Why it matters. GM’s decision to no longer fund the Cruise service represents a turning point in the autonomous car race. In a sector where economic viability is beginning to outweigh technological development, the company can no longer afford to incur losses continuously.
Key figures:
- Cruise lost $3.48 billion in 2023 alone.
- GM will save $1 billion annually after shutting the project down.
- GM employed 3,800 people at its peak before last year’s layoffs.
Context. GM announced the decision to the Cruise employees via a Slack message. Importantly, it follows a serious car accident in San Francisco in October 2023, when a Cruise robotaxi dragged a woman for 65 feet after she’d been hit by another vehicle. The crash caused her serious injuries and resulted in a million-dollar settlement as compensation.
The incident hurt Cruise’s reputation and increased public distrust of its robotaxi service. Additionally, it led to the suspension of its operating license and significant costs to reinstate its vehicles on the streets.

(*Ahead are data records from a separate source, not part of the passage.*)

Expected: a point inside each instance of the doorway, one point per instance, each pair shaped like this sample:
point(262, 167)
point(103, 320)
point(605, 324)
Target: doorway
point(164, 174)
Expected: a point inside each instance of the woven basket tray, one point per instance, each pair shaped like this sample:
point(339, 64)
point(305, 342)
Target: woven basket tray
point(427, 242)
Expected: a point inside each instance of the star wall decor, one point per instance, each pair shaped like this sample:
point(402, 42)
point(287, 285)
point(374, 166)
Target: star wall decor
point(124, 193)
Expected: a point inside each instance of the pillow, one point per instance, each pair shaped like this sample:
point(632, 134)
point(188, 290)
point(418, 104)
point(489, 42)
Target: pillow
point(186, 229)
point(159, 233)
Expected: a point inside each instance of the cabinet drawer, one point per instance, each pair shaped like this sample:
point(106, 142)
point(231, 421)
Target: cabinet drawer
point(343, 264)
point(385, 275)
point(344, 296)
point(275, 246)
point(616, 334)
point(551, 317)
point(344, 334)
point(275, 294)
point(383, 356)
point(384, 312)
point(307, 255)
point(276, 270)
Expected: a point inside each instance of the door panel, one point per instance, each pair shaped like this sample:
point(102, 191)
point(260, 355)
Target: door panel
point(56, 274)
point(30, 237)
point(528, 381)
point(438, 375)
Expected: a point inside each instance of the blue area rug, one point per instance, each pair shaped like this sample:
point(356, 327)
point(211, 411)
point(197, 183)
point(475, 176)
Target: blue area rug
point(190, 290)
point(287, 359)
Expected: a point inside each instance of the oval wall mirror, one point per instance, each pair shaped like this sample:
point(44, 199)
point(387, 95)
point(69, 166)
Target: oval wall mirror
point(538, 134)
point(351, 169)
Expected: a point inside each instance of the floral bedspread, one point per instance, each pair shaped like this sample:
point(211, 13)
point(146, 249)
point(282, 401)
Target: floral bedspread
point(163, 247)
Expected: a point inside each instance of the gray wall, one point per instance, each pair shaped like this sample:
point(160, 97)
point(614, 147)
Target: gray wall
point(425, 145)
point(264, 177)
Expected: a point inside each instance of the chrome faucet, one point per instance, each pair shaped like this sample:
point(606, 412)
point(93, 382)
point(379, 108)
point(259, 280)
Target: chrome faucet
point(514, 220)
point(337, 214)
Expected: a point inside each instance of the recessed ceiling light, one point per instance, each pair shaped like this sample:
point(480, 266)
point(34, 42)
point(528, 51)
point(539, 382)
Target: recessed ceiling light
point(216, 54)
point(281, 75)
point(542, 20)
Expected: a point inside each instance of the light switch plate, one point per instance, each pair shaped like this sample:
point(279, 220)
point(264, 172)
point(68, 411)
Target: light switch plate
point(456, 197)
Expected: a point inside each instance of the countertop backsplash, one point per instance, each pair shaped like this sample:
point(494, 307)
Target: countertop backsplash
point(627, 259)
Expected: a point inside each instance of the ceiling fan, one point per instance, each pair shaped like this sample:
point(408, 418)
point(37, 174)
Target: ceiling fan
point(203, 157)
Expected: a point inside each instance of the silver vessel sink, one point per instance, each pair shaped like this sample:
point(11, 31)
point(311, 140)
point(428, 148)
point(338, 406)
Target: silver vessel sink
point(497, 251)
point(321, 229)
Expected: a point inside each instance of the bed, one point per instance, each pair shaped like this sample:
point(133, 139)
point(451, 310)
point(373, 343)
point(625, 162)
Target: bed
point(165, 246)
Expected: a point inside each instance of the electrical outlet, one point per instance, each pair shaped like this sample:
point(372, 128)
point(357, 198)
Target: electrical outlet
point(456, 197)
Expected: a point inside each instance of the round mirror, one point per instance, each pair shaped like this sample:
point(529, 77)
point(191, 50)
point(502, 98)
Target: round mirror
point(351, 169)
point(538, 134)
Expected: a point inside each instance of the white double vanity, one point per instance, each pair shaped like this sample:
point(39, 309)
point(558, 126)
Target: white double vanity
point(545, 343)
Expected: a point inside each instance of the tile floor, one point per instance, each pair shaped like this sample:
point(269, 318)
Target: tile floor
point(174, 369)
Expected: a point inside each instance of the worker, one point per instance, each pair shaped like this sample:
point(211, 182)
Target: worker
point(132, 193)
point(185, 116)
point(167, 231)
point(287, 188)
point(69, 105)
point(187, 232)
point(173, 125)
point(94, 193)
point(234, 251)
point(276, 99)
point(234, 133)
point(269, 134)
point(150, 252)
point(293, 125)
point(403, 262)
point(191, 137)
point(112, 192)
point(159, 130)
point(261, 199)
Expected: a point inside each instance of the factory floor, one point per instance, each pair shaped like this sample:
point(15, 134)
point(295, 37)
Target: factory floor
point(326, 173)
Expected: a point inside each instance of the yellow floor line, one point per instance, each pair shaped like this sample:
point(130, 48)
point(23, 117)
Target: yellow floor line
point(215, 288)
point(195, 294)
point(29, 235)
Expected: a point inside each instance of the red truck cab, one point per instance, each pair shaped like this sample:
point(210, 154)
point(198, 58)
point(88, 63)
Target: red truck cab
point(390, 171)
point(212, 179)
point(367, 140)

This may have been the first nail in the coffin for the division.
Overview. The autonomous cab market, which is still unprofitable, has become very competitive:
- Waymo is successfully operating in several U.S. territories and recently announced plans to expand into a new city: Miami.
- Tesla announced its own autonomous service a few months ago, with plans to begin operations in 2025. The company believes it has a competitive advantage over its rivals.
- Chinese companies are making rapid advancements in the sector.
New direction. GM is refocusing its efforts on developing autonomous driving technology specifically for private cars. To achieve this, it’ll capitalize on its Super Cruise system, which is already available in more than 20 models.
Cruise’s response. “GM are a bunch of dummies,” Kyle Vogt, Cruise’s co-founder and former CEO, shared in an X post in response to the recent announcement. Vogt resigned as CEO more than a year ago, shortly after the car accident.
According to The New York Times, GM CEO Mary Barra defended the company’s decision in a call with Wall Street analysts on Tuesday. “You have to understand the cost of running a robotaxi fleet, which is not our core business and is very expensive,” she said.
In depth. GM’s decision reflects a broader trend in the industry. Traditional automakers must strive to keep pace with the technological revolution impacting the automotive sector. However, they also face significant financial pressures and intense competition.